I've narrowed search down to two pistols that I would like for my CCW. I have shot the XD compacts in .45acp but not the sub compacts. I have found through handeling many pistol syles and makers the Springfieds fit me best and I am comfortable and confident with them and their affordable. I really like the feel of the 1911 style over the polymer. All right, input give me input:watching:


----------



## Mike Barham (Mar 30, 2006)

7mmlover said:


> I've narrowed search down to two pistols that I would like for my CCW. I have shot the XD compacts in .45acp but not the sub compacts. I have found through handeling many pistol syles and makers the Springfieds fit me best and I am comfortable and confident with them and their affordable. I really like the feel of the 1911 style over the polymer. All right, input give me input:watching:


In reliability, the edge probably goes to the XD. The shorter you make a 1911, generally the less reliable it is. 3" have the worst reputation for reliability among 1911 lengths, and the 3.5" Ultra Compact isn't far behind. (Of course, seven members will now chime in and say that their 3" 1911s are 100% reliable, but the general trend is that short guns choke more often than other lengths.)

The 1911 is flat and easier to conceal compared to the fatter XD. The 1911 has a smaller grip than the XD, which you apparently find more comfortable (as do I). The 1911 potentially has a better trigger than the XD.

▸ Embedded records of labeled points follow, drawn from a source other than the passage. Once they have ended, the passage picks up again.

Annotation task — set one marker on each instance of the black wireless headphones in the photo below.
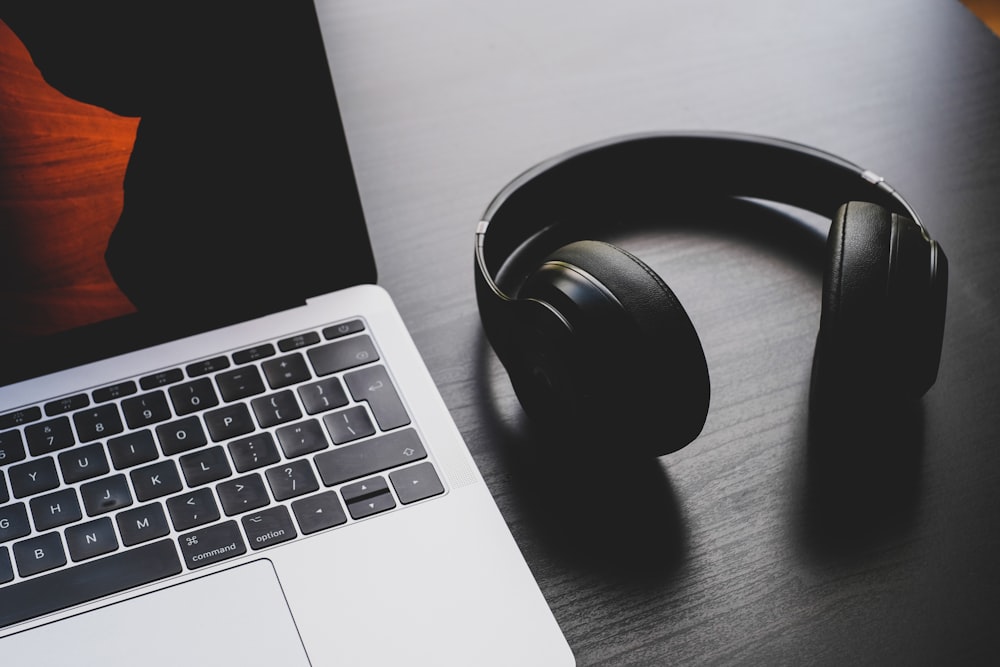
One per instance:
(594, 341)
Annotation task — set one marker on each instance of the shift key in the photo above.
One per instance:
(369, 456)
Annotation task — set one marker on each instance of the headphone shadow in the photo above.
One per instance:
(862, 478)
(594, 513)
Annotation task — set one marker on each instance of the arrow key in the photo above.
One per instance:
(319, 512)
(416, 483)
(242, 494)
(367, 497)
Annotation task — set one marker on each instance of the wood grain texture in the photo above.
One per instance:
(743, 548)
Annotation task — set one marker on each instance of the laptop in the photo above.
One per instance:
(218, 443)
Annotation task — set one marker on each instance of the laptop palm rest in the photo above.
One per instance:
(234, 617)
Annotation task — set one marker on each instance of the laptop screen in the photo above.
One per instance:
(165, 168)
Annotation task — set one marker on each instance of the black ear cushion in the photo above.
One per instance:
(875, 337)
(667, 356)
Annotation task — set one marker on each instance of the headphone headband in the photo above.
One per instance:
(642, 170)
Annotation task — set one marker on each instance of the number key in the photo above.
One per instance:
(49, 436)
(99, 422)
(146, 409)
(192, 509)
(13, 522)
(11, 447)
(193, 396)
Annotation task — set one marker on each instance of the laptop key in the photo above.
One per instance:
(18, 417)
(88, 581)
(338, 330)
(192, 509)
(323, 395)
(156, 480)
(208, 465)
(39, 554)
(146, 409)
(132, 449)
(67, 404)
(105, 495)
(301, 438)
(374, 386)
(181, 435)
(33, 477)
(49, 436)
(299, 341)
(242, 494)
(416, 483)
(239, 383)
(114, 391)
(91, 539)
(272, 526)
(228, 422)
(350, 424)
(342, 354)
(13, 522)
(6, 567)
(369, 457)
(212, 544)
(11, 447)
(294, 479)
(285, 371)
(83, 463)
(276, 408)
(193, 396)
(319, 512)
(161, 379)
(254, 452)
(55, 509)
(207, 366)
(254, 353)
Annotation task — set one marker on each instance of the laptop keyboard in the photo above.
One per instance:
(129, 483)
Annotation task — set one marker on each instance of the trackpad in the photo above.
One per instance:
(235, 617)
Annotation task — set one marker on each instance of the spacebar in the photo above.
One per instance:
(83, 583)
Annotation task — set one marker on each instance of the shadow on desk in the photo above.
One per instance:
(862, 480)
(593, 513)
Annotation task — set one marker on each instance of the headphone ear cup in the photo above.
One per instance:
(883, 306)
(628, 324)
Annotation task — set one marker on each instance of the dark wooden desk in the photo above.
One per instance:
(735, 549)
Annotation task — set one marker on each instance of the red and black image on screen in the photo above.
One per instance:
(179, 159)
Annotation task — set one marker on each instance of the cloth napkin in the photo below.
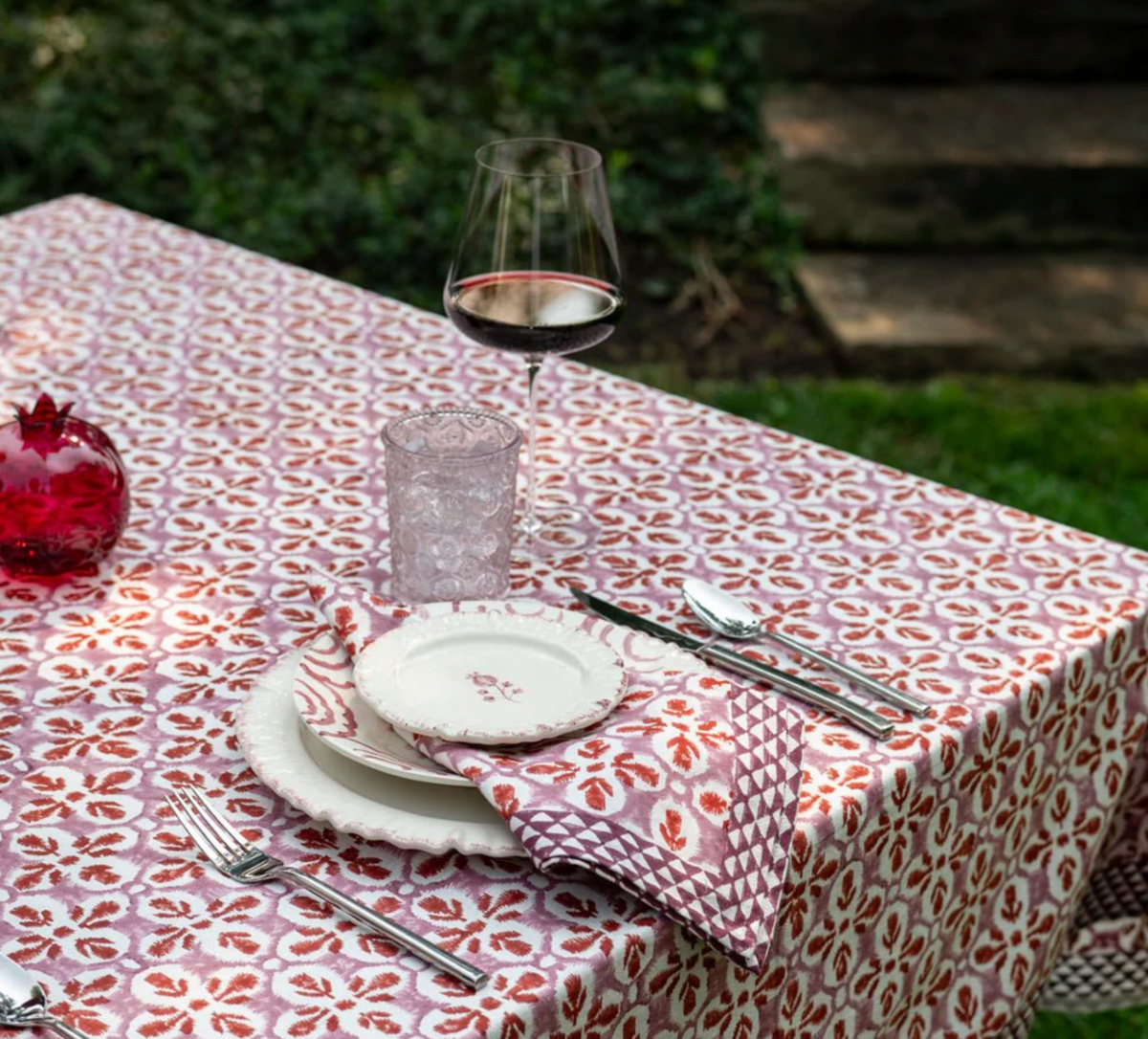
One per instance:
(684, 796)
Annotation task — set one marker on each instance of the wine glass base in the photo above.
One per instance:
(558, 531)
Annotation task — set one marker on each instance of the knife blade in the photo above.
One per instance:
(865, 718)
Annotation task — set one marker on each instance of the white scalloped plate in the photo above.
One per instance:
(354, 799)
(331, 707)
(489, 677)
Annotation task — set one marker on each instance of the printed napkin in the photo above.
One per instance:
(684, 796)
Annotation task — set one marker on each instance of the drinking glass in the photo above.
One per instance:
(537, 269)
(451, 497)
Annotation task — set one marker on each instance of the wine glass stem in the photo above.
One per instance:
(532, 523)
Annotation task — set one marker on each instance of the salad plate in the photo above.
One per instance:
(491, 677)
(332, 789)
(330, 706)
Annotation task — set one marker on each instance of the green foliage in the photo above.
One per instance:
(339, 135)
(1073, 453)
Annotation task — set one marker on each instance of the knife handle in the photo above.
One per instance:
(865, 718)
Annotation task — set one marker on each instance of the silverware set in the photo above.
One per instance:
(728, 617)
(240, 860)
(23, 1003)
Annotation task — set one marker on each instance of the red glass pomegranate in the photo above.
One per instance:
(63, 492)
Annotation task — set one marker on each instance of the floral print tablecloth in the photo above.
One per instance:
(934, 879)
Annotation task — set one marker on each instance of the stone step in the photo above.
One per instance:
(953, 39)
(990, 165)
(1050, 314)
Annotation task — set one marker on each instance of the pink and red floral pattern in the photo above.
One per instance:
(933, 883)
(684, 795)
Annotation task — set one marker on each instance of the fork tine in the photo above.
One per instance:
(205, 843)
(222, 826)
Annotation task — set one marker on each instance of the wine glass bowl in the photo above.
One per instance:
(537, 269)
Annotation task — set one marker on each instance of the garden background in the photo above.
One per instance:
(339, 136)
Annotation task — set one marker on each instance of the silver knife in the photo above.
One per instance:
(865, 718)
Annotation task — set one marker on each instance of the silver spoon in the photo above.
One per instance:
(24, 1005)
(730, 617)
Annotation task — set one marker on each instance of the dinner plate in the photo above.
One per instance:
(354, 799)
(331, 707)
(491, 677)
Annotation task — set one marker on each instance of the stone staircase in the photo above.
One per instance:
(957, 216)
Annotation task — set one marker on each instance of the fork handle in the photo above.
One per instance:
(466, 973)
(887, 693)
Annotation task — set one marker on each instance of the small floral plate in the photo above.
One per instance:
(489, 677)
(330, 706)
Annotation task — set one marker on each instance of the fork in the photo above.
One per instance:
(236, 858)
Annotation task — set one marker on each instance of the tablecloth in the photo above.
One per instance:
(935, 879)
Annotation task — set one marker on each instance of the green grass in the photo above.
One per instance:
(1074, 453)
(1071, 453)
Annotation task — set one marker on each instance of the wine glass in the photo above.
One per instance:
(537, 268)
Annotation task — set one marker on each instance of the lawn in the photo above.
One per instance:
(1076, 453)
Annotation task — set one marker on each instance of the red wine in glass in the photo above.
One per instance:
(535, 313)
(535, 271)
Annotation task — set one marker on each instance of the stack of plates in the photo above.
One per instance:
(333, 740)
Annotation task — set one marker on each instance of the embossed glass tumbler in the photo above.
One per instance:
(451, 497)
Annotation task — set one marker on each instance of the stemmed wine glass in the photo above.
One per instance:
(537, 268)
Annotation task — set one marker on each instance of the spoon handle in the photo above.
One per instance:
(865, 718)
(62, 1028)
(887, 693)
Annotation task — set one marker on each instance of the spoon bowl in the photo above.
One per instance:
(721, 612)
(729, 617)
(23, 1003)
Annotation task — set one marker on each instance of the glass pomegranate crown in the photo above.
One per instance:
(63, 492)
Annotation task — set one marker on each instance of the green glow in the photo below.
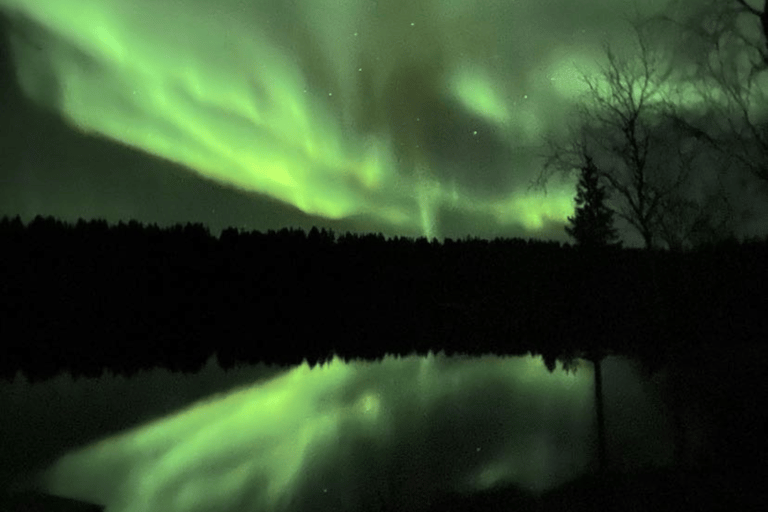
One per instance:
(479, 95)
(230, 90)
(323, 433)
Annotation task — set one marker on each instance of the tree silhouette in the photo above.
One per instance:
(592, 224)
(724, 45)
(626, 124)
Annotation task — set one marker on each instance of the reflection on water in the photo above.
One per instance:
(346, 436)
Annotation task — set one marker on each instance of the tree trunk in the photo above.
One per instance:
(601, 449)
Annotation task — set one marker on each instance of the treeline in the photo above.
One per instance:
(91, 297)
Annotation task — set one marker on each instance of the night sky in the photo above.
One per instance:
(407, 118)
(397, 116)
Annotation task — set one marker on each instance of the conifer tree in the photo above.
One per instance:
(592, 224)
(592, 228)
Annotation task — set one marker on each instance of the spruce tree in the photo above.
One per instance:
(592, 228)
(592, 224)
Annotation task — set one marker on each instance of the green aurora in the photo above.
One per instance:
(336, 437)
(424, 117)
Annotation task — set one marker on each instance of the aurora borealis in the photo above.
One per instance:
(336, 437)
(405, 117)
(411, 118)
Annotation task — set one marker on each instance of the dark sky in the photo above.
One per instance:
(410, 118)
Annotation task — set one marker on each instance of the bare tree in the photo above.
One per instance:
(626, 124)
(724, 45)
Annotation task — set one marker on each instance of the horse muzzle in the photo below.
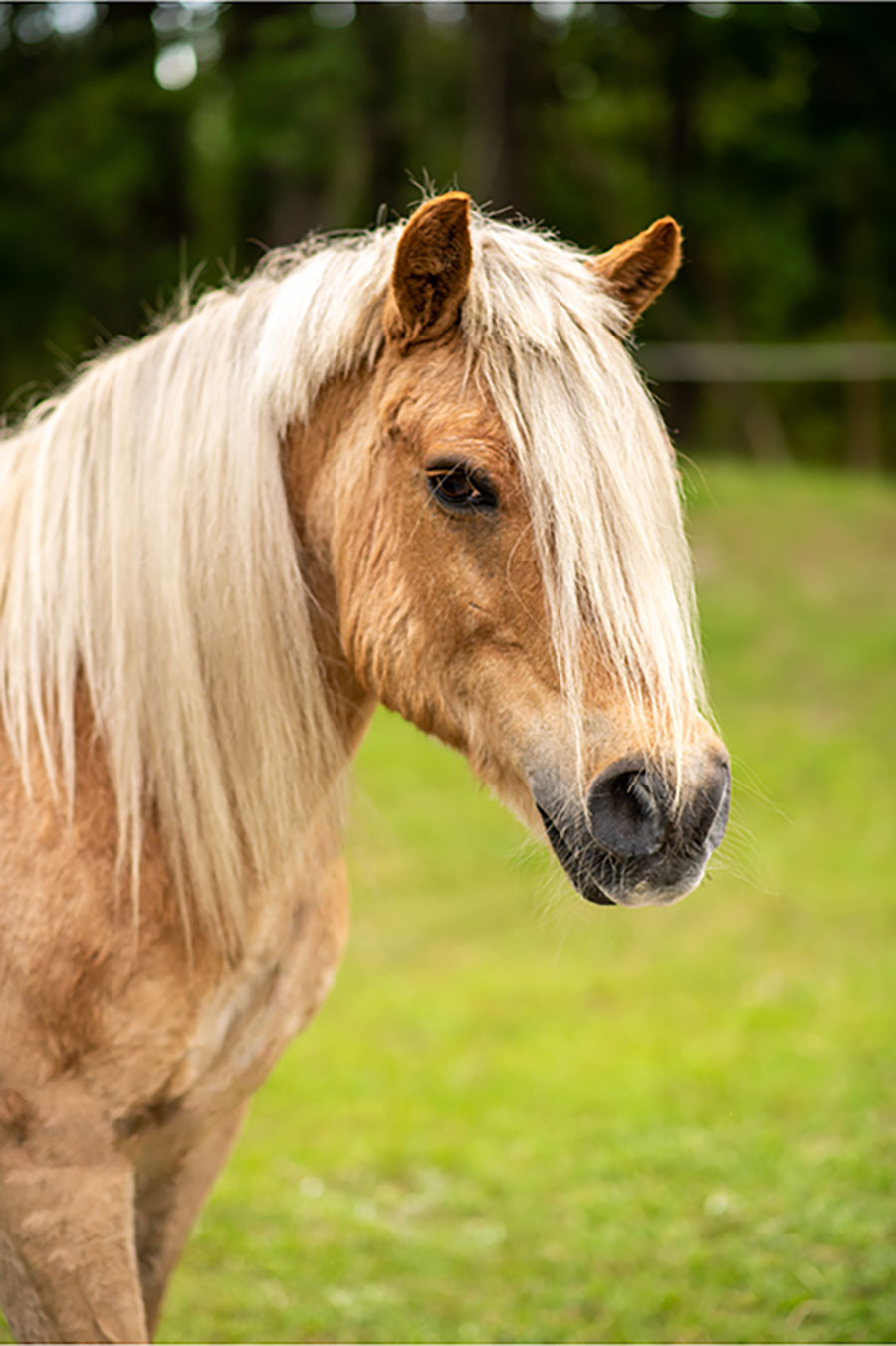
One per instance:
(632, 843)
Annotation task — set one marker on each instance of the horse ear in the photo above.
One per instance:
(636, 271)
(431, 272)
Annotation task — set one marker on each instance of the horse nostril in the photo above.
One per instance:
(627, 810)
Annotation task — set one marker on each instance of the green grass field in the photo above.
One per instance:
(520, 1117)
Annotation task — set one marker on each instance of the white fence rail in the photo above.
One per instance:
(738, 362)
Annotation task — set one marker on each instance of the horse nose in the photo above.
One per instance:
(627, 810)
(630, 810)
(707, 818)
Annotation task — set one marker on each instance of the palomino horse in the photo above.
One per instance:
(413, 467)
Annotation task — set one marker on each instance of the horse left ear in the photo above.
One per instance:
(636, 271)
(431, 272)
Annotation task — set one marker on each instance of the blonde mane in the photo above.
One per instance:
(148, 559)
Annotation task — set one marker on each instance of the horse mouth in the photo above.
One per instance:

Springfield lists the Ultra Compact at 32 ounces, heavy compared to the XD Subcompact at a flyweight 20.5 ounces. Thus the Ultra will be heavier on the belt, but probably recoil less.

The 1911 has a considerably lower bore axis than the XD, making it easier to point on target and giving it less muzzle flip.

The XD holds more BBs. Still, the seven rounds in the 1911 should be more than adequate for any civilian encounter, and 1911 mags are flat and easy to carry as spares.

As far as I'm concerned, the only thing place the XD bests the short 1911 is in reliability. Everything else goes to the 1911, unless a few extra rounds in the gun are a make-or-break for you. And who knows, you might get lucky and get a 100% reliable short 1911.

'Course, I'd rather carry a Glock than either. :mrgreen:


----------



## 7mmlover (Dec 4, 2006)

Mike, where in AZ are you? I'm active Army and just left the Tucson area and I'm now stationed at Ft Beloir, VA. I've spent about 9yrs in AZ with the Army and will probally retire there.


----------



## -gunut- (May 8, 2006)

I would go with HK...but thats just me :mrgreen:


----------



## Mike Barham (Mar 30, 2006)

7mmlover said:


> Mike, where in AZ are you? I'm active Army and just left the Tucson area and I'm now stationed at Ft Beloir, VA. I've spent about 9yrs in AZ with the Army and will probally retire there.


I live in Mesa, which is just east of Phoenix, though I'm deploying to Afghanistan very soon. I came here from The People's Republic of Connecticut, and love Arizona. The weather isn't perfect, but the gun culture here is great, and it's nice to be at least semi-free.

Feel free to PM me with any questions about AZ.


----------



## 7mmlover (Dec 4, 2006)

Well my new neighbor and I went hunting this weekend and he had the xd sub compact in .40sw, brought a smile to my face because I got to hold one. It was just what I wanted in a CCW. I'll shoot it next weekend and if I like the way it shoots I'll buy it. S&W .40 is more than enough for a CCW. If I'm trying to make a statement with open carry I'll buy a 1911 or the Baby Eagle in .45acp.


----------